Progress Report #6 - Menus, Curves, and Procedural Art

March 1, 2018

Here is the video report for the month of February! IMPORTANT: make sure to watch the video in 360p or 1080p resolution (click the little gear icon on the bottom-right). There are playing issues in the other resolutions, it is presumably a bug in Youtube on some videos uploaded today.

https://www.youtube.com/watch?v=ilngAe1EXuE

Thank you for your support!

Cheers,

Boris

VIDEO TRANSCRIPT:

Okay, a lot of progress this month! I think it was a really good idea to only make one video per month. I think it really helped me to stay focused on what's really important: programming.

Here is how VGC Illustration looks now: there is a menu on top, and there is a toolbar on the left. In the menu, we can toggle visibility of the python console, and quit the application. So nothing exciting for now, but at least the menu is there and I'll be able to add new features soon, such as undo.

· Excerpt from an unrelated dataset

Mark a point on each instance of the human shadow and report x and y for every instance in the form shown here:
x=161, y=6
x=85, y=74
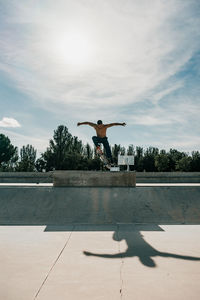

Okay, in the toolbar, there's a very important new feature: a color selector! So it's now possible to sketch in color in VGC Illustration, not just in black and white! So just to recap, we can now draw curves with variable thickness; we can draw them with the color we want; we can pan, zoom, and rotate the view; and the curves look smooth at any zoom level.

I've spent some time making sure that the UI looks great, using a dark color scheme, which I think is better than the light scheme I was using in VPaint. But because different users might have different taste, unlike in VPaint I'm now using a stylesheet technology which makes it possible for users themselves to customize the UI look-and-feel if they want to. So if you like your buttons to be green, no problem!

Finally, since the last video report, I made some improvements to the python console. There is now what is called an "interpreter prompt": it is these symbols on the left that tell you which lines of code were executed all at once. I'm now also using a monospace font which is more suitable for programming, and I've added the possibility to create curves programmatically with the console.

With all that in place, I was able to create some procedural art within VGC. If you're interested, all the python code for these images was made available to sponsors on Tipeee and Patreon, so, make sure to check that out.

Okay, so now that VGC is somewhat functional, I'm trying to create one drawing per day with it, and I post all of these on the VGC Youtube Channel, which I encourage you to subscribe to. Even though I'm not really good at drawing myself, I hope that using VGC daily helps me to detect potential bugs. And actually, you can see that there are those weird shapes at the end of some strokes. This is some problem I have from the pressure input of my Wacom tablet, and I hope to fix that soon.